Focuses on competitive, asynchronous multiplayer racing to drive engagement, contrasting with the target's solo-delivery focus.
Uses minimalist, high-contrast visuals to reduce cognitive load and maximize session frequency.
The outtake for I Want Pizza
Strengths to defend, gaps to attack
Core Strengths
- Satisfying core stacking loop provides high-frequency engagement for casual sessions
Critical Frictions
- Paid ad-removal purchases fail to trigger, driving refund requests
- Frequent crashes prevent progress on early levels
Growth Levers
- Implementing deeper restaurant management meta-games would extend session length
Market Threats
- Rapid iteration cycles from competitors like Going Balls threaten to drain the casual-entry funnel
What are the next best moves?
Audit purchase validation logic because ad-removal fails to trigger → reduce refund surge
Top complaint theme identifies paid ad-removal as non-functional, causing direct revenue loss and churn.
Trade-off: Pause the current UI polish sprint — revenue-impacting bugs take precedence over visual updates.
Rebuild crash-reporting pipeline because frequent crashes prevent progress past early levels → improve retention
High-frequency crash reports indicate a critical stability failure that blocks the core gameplay loop.

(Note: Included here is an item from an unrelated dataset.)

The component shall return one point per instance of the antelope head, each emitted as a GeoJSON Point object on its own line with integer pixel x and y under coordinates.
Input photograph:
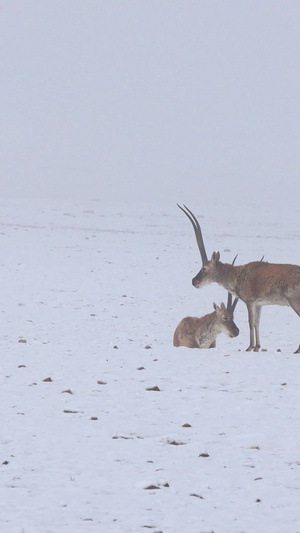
{"type": "Point", "coordinates": [207, 274]}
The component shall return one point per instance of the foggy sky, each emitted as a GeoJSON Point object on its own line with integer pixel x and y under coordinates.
{"type": "Point", "coordinates": [150, 100]}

Trade-off: Deprioritize new food-type content — stability is the primary blocker for current user retention.
A counter-intuitive read
The app's reliance on simple stacking is its greatest vulnerability, as maintenance-mode updates at the top of the chart make it easier for live-ops rivals to erode its user base.

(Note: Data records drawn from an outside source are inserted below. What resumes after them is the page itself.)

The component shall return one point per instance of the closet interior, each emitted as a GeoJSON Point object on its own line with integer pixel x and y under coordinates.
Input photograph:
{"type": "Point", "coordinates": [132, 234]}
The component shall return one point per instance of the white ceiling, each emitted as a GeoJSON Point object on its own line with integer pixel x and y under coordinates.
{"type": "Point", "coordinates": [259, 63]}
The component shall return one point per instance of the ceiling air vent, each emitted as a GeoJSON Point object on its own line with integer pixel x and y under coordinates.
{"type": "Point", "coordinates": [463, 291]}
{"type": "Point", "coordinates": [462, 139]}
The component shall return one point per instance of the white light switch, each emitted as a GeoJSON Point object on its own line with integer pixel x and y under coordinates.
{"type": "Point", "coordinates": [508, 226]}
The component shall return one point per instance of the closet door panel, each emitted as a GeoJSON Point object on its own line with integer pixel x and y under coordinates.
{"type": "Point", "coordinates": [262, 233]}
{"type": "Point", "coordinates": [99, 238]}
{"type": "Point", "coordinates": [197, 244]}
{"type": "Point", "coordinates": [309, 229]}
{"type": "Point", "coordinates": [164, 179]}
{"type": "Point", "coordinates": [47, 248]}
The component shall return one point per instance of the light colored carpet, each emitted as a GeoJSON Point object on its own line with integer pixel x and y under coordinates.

Feature Gaps vs Competitors
- Complex staff management systems (available in Burger Please! but absent here)
- Interior design and customization options (available in Cafeland but absent here)
Key Takeaways
The app maintains a satisfying core loop, but the monetization and stability failures are actively driving away paying users, so the team must prioritize purchase validation and crash fixes to stabilize the revenue base.
Where Is It Heading?
Declining
The hyper-casual food-service market is consolidating around titles that offer deeper progression and management loops. I Want Pizza's current technical and commercial friction will accelerate churn unless the team shifts focus from simple stacking to more robust retention mechanics.
Persistent purchase failures and application crashes drive high refund requests, which erodes the long-term revenue potential of the current user base.
Lack of deep meta-game systems leaves the app vulnerable to competitors like Burger Please!, which are successfully capturing the idle-simulation market share.